Il ricordo della pandemia

«Credo non potranno fare a meno di ricordare un’altra cerimonia svolta in questo luogo – sulla piazza antistante il cimitero – alla presenza del Presidente Mattarella. Era il 28 giugno del 2020 e nell’ascoltare il Requiem di Donizetti ognuno di noi pensava alle persone care che aveva perso, a quelle che non era riuscito a mettere in salvo. Nel dare loro l’ultimo saluto sapevamo però che le nostre città, i nostri paesi, sarebbero tornati a vivere, che avremmo lavorato per tornare a renderli luoghi sicuri, accoglienti e operosi. E così è stato».

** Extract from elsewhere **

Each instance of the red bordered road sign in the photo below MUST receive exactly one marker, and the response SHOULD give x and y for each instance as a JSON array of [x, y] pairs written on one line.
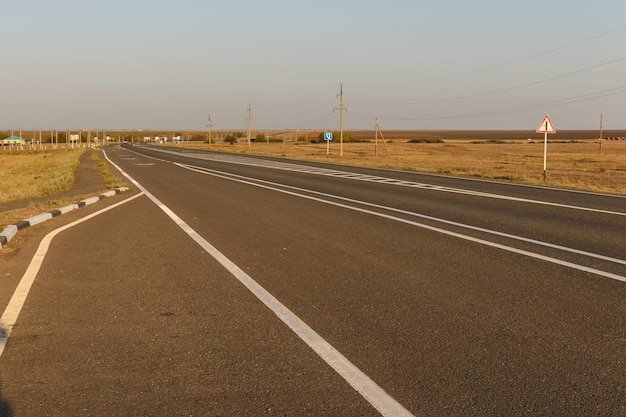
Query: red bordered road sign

Oggi pomeriggio, il primo cittadino andrà a deporre una corona di fiori al Bosco della Memoria, dedicato a tutti i bergamaschi morti a causa della pandemia. Proprio lì, a partire dal 2021, alla presenza del premier Draghi, del presidente della Camera Fico e poi dei ministri Crosetto e Schillaci, si è onorata la Giornata nazionale dedicata alle vittime del Covid.

Quest’anno, ha spiegato Gori, si è scelto di tornare al cimitero «perché ci è parso che quattro anni rappresentassero una distanza sufficiente per provare a raccontarne la storia». Ecco quindi che il sindaco ricorda le settimane della prima ondata, con il cimitero di Bergamo rimasto perlopiù chiuso. Il 7 marzo se ne decise la chiusura, poiché troppe persone, molte delle quali anziane, non rinunciavano a salutare i propri cari, con rischi di contagio. Si decise anche di utilizzare la camera mortuaria, per soccorrere quelle degli ospedali cittadini che già erano piene.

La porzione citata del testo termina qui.